Au-delà du drame humain, l’incident rappelle la précarité de l’orpaillage illégal au Laos, où la misère pousse vers des activités extractives dangereuses. Le gouvernement est resté silencieux. Pour les deux disparus, les prochaines heures seront décisives : si une accalmie permet aux pompes d’assécher partiellement la grotte, une dernière incursion vers la sixième chambre pourrait être tentée. Mais le souvenir des catastrophes souterraines passées tempère l’optimisme des équipes.

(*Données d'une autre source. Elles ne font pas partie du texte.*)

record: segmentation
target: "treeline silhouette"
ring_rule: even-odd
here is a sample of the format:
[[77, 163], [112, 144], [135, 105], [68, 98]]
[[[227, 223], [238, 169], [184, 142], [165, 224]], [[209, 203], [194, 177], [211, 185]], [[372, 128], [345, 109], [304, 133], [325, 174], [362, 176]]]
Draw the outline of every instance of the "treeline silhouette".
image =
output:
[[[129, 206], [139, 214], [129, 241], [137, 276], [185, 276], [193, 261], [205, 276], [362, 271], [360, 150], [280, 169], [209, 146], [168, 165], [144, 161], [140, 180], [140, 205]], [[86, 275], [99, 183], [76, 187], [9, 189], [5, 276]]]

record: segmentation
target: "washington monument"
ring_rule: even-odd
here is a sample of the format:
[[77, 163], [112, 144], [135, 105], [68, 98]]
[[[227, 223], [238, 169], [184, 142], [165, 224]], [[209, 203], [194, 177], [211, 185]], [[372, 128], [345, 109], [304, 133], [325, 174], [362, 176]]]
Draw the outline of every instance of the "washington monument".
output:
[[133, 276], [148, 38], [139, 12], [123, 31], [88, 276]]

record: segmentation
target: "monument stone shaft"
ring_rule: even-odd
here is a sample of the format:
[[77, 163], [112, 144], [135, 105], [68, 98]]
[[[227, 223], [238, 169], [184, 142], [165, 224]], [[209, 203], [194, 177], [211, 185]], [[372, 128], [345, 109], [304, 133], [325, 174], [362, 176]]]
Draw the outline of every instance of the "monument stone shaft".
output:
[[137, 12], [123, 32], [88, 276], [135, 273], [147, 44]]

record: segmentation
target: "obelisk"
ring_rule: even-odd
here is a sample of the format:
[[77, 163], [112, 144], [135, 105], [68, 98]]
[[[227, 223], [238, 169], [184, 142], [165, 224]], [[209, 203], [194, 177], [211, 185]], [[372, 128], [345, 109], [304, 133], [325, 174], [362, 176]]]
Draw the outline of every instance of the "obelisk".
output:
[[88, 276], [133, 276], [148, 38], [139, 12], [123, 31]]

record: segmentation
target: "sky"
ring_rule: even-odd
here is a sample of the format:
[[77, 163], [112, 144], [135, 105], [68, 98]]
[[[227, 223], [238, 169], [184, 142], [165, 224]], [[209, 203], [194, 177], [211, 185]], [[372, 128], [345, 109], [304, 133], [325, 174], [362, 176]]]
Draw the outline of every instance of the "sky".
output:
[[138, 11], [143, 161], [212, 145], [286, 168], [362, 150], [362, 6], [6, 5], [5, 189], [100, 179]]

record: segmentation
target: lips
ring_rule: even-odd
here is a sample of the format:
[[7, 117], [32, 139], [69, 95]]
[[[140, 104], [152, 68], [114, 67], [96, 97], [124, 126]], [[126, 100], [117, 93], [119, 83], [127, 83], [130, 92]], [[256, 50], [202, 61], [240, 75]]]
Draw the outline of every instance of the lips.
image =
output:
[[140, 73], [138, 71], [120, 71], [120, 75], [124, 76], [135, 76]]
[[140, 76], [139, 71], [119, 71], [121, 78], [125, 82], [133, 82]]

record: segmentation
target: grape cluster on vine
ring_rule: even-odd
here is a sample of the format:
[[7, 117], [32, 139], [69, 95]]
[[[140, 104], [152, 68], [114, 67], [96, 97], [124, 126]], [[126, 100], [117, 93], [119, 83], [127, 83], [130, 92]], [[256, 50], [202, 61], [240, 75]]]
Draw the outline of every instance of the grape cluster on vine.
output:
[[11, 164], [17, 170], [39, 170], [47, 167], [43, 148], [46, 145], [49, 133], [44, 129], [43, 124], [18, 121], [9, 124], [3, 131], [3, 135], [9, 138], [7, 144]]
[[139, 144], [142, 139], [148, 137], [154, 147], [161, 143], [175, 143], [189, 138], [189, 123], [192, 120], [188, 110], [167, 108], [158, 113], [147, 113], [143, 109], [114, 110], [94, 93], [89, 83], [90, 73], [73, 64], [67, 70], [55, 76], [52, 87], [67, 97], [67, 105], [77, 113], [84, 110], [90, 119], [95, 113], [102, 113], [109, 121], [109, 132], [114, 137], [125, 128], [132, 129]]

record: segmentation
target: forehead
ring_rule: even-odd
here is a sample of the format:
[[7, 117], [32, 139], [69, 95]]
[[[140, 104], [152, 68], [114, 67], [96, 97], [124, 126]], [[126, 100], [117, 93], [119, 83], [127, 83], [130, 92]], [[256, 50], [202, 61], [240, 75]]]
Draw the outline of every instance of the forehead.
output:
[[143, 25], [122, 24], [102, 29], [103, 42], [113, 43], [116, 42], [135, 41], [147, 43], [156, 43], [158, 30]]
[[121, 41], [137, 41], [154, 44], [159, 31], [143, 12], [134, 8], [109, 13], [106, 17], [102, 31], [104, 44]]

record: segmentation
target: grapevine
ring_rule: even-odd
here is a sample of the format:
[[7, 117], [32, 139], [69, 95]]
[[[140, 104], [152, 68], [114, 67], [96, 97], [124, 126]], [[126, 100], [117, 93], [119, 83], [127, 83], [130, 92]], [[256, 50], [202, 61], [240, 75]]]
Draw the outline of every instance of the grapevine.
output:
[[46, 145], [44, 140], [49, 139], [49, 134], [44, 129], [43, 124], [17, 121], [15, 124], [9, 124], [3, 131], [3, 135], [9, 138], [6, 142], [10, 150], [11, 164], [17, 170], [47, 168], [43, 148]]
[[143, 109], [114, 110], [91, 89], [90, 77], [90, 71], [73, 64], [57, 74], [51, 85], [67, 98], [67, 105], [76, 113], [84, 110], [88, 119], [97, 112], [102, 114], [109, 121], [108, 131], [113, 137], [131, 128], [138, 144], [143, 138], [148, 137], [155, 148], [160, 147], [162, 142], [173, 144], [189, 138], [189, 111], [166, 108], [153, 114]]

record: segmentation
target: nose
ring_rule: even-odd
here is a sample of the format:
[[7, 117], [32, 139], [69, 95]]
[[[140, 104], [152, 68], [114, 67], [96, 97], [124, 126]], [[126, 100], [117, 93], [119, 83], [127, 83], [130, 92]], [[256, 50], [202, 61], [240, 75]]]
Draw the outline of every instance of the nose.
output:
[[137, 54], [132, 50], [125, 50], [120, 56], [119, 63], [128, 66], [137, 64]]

| Presse atlantique / anglosphère | 0.00 | neutral |
|---|---|---|
| Presse russe et CEI | 0.00 | neutral |
| Presse indienne et sud-asiatique | 0.00 | neutral |
| Presse nippo-coréenne | +0.20 | neutral |
L'histoire est racontée du point de vue des disparus, des villageois pauvres risquant leur vie pour une maigre chance de trouver de l'or, leurs familles dans l'angoisse. La joie initiale du sauvetage est vite éclipsée par la dégradation des conditions et la conscience que deux hommes restent piégés plus profondément dans un labyrinthe de galeries inondées, rendant la mission toujours plus périlleuse. Les reportages soulignent le danger de la grotte et les pluies diluviennes, tout en laissant entendre la détresse économique qui les a poussés là.
Le récit met l'accent sur le fait que les mineurs d'or piégés ont réussi à sortir par eux-mêmes une fois l'eau pompée, minimisant le rôle des sauveteurs internationaux. L'opération est présentée comme un succès local, le dénouement inattendu étant décrit comme un résultat naturel plutôt qu'un effort international spectaculaire. Il suggère subtilement l'autonomie et la résolution pratique des problèmes.
L'histoire est présentée en termes extrêmes, quasi cinématographiques, avec des comparaisons directes au célébrissime sauvetage dans la grotte thaïlandaise de 2018 pour amplifier le sentiment de péril. La grotte est dépeinte comme mortellement étroite et inondée, un piège mortel où la survie semble miraculeuse. Le ton est urgent et alarmiste, destiné à capter l'attention avec des enjeux de vie ou de mort.
L'accent est mis sur le détail extraordinaire de la survie : les survivants ont tenu plus d'une semaine en mangeant des assiettes en bois, image saisissante de débrouillardise sous la contrainte. Les hommes secourus sont ensuite présentés comme fournissant des informations précieuses pour guider les recherches des compagnons disparus, devenant ainsi des informateurs clés. Le reportage est factuel mais met en lumière la résilience humaine et les réalités brutales de l'épreuve.